The holidays are approaching and at this time of year a healthy eating schedule often goes out the window. However, you don’t particularly want to put on five pounds and feel like a stuffed turkey. So what kinds of foods can still be part of a healthy eating schedule when invited to those frequent parties? Memorize the list below or put it in your pocket or purse when going to a party. And remember even gorging on the good stuff can still make you uncomfortable and can cause tiredness after eating.If none of these following goodies are at the party, eat small amounts of the foods that you feel contain healthy nutrients. You’ll feel better (and stay trim).
Shrimp, not breaded
Raw Vegetables (fill up on these) – small amount of dip
Grilled vegetables in moderation
White cheese (a couple of pieces)
Whole wheat or rice crackers
Nuts – small amount of almonds, filberts – cashews in moderation
Water with lemon or lime
Orange juice, tomato juice, soda water with lemon
Red wine – in moderation
Limit or Avoid Empty Calories:
Hors d’oeuvres with a pastry coating or batter – i.e. – mushroom puffs, quiche, potato pancakes, little hot dogs in blankets
Salted pretzels, other munchies such as cheesies- (non foods)
Chocolate or shortbread (have one piece of each, only if you can stop at one)
White flour products – crackers, cakes, crepes, cookies (low in nutrients)
Rationale: Anything fried, battered is fattening and often made with white flour. Also, these foods may be made with a type of oil containing trans fatty acids, that are unhealthy. These treats can cause you to not only feel stuffed but also nauseated. They also do not qualify as foods that reduce cholesterol!

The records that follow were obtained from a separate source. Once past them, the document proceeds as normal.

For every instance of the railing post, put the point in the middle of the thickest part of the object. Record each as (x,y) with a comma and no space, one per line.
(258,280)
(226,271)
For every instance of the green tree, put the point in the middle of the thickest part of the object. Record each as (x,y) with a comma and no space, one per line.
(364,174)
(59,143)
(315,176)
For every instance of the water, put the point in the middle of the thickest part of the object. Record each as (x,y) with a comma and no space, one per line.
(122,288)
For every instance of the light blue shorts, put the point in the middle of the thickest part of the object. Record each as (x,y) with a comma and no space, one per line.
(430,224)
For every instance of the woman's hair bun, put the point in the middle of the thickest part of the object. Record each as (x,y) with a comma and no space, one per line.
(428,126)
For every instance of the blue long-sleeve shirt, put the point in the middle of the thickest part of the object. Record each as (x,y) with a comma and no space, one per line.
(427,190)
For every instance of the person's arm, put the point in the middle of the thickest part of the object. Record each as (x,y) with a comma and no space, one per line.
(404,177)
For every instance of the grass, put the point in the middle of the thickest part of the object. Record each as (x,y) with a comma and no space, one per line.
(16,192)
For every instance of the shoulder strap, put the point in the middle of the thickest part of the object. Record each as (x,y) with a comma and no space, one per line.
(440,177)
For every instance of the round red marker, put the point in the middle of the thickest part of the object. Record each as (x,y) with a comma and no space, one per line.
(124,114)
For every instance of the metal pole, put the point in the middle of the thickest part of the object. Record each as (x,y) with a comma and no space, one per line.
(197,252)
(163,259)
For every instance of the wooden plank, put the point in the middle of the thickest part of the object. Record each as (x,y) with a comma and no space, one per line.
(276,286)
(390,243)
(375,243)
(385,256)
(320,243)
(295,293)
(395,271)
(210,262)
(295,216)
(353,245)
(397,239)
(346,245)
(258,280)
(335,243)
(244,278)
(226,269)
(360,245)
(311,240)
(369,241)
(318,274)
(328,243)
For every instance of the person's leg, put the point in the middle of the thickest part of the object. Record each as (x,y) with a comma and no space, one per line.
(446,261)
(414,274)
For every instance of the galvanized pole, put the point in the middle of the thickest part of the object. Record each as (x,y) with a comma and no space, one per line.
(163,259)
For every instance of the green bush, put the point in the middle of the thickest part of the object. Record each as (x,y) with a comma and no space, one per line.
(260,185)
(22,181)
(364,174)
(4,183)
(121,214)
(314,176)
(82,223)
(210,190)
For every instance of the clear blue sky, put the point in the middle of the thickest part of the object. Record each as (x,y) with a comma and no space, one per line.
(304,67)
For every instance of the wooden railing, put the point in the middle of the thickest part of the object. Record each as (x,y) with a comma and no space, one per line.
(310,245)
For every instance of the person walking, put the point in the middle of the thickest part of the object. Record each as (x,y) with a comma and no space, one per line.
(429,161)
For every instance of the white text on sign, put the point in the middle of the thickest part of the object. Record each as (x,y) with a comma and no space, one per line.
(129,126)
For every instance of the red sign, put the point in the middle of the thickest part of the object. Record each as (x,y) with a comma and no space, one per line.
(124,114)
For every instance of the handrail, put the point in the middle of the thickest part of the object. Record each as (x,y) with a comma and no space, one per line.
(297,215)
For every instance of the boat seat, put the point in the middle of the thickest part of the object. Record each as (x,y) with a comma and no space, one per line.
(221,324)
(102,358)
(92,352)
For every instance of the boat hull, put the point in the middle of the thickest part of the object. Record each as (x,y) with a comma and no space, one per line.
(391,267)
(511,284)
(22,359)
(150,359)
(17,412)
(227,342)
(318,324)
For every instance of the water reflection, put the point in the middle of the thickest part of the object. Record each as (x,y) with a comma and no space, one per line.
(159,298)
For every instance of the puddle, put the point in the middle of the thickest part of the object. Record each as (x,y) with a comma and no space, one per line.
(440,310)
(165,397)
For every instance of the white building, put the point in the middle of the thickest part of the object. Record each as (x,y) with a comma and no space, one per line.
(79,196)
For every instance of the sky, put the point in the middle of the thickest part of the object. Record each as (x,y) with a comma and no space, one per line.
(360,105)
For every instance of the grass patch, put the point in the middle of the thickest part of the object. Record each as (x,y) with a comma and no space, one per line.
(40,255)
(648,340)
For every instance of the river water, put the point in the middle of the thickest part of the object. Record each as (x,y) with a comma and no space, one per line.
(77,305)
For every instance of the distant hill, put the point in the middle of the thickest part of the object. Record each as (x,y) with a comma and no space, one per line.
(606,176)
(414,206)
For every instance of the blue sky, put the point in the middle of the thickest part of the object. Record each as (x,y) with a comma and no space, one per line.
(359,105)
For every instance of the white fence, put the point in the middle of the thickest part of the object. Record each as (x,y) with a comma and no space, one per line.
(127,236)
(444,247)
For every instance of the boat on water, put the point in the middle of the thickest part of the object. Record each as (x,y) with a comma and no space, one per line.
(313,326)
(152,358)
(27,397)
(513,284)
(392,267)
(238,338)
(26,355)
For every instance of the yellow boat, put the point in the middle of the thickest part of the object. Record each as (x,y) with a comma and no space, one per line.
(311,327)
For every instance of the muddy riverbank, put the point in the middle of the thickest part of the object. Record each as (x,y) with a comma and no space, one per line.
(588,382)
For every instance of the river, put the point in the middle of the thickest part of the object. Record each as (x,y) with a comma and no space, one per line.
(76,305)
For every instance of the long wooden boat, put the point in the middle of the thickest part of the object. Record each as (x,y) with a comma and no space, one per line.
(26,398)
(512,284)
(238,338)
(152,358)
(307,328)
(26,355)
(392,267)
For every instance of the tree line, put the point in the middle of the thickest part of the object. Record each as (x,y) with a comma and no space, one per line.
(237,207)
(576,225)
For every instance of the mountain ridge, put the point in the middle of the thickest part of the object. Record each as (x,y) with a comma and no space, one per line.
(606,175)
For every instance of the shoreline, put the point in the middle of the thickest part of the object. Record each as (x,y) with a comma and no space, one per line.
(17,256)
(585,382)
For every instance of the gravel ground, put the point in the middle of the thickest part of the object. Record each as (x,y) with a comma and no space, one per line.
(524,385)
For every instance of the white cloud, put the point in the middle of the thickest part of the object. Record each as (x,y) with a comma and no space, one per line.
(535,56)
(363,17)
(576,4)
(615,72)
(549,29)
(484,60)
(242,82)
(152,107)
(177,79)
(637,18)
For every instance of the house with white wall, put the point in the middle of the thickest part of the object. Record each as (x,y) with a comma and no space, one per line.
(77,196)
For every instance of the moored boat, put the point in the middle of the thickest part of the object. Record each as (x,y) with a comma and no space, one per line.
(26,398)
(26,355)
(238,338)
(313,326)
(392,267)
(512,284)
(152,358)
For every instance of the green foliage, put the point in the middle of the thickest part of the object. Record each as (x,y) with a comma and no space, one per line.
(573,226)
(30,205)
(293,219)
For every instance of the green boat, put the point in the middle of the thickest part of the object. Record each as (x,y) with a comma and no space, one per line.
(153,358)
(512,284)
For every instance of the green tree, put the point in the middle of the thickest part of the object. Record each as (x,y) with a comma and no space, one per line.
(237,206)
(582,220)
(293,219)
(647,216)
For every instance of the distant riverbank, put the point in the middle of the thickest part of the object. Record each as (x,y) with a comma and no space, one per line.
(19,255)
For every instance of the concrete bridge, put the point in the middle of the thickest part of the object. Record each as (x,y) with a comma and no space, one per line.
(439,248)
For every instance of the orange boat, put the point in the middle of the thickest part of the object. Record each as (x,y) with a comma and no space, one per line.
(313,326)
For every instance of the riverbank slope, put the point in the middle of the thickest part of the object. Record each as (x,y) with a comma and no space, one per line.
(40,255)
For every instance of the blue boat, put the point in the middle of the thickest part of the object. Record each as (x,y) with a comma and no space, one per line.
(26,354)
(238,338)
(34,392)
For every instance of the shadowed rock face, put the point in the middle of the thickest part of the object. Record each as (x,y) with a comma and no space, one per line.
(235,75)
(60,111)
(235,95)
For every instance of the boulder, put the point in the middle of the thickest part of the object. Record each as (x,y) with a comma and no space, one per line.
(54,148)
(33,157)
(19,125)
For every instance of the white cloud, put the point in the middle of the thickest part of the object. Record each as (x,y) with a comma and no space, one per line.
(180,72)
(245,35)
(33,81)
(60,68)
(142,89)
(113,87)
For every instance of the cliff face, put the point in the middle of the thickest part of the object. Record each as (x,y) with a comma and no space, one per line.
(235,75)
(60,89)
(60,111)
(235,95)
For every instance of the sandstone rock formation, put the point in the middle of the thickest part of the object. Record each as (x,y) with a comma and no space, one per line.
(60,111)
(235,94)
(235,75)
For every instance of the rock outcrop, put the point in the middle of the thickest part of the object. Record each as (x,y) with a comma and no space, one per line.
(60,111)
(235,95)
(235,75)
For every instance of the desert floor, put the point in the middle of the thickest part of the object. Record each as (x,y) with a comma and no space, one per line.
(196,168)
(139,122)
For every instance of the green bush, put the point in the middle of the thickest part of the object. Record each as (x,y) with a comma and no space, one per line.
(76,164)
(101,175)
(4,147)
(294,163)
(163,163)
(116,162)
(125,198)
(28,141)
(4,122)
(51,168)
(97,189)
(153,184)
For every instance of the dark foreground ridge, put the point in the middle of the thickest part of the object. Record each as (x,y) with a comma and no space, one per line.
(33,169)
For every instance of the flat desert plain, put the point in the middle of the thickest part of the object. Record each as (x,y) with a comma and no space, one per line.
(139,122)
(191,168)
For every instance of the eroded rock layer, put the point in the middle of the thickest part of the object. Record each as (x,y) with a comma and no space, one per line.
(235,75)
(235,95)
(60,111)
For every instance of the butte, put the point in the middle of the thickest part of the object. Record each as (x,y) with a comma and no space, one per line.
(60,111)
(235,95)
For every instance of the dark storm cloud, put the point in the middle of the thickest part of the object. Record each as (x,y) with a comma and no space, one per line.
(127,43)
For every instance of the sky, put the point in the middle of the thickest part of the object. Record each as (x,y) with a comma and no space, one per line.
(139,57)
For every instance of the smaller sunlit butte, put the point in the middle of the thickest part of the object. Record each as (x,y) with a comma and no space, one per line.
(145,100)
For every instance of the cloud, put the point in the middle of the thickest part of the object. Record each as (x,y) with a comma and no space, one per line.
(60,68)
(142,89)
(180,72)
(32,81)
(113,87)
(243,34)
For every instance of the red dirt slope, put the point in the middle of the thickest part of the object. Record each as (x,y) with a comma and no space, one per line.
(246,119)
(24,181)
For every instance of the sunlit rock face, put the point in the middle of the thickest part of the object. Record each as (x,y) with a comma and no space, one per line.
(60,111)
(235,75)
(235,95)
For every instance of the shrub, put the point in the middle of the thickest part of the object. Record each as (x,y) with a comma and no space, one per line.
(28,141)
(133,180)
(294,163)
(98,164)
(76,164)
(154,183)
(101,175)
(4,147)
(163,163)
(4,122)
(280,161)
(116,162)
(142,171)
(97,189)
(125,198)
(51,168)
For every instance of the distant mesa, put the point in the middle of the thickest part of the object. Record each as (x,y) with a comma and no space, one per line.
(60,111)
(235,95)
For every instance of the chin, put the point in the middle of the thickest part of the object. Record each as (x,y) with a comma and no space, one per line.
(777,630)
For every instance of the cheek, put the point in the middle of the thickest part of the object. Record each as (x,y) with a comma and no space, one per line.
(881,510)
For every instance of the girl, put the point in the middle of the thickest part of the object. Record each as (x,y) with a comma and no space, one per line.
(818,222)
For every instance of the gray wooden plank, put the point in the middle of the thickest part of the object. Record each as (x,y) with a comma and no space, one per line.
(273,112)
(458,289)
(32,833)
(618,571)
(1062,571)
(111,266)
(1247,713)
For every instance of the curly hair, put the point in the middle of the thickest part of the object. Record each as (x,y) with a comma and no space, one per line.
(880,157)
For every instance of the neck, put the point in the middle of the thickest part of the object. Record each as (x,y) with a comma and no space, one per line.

If you must try something, make sure it really tastes good and enjoy it – without guilt. Otherwise, if after the first bite you decide that it’s not worth it, don’t have any more. Don’t waste the calories on something that just tastes fair!
For nutrition health benefits and to avoid overeating, have a small snack before you go to the party such as fruit and nuts, a power bar, vegetable juice or a piece of chicken or cottage cheese and toast, or a half a sandwich. Concentrate on enjoying conversations. Notice when you’re getting full and try not to eat beyond that point. Most of all, enjoy the holidays!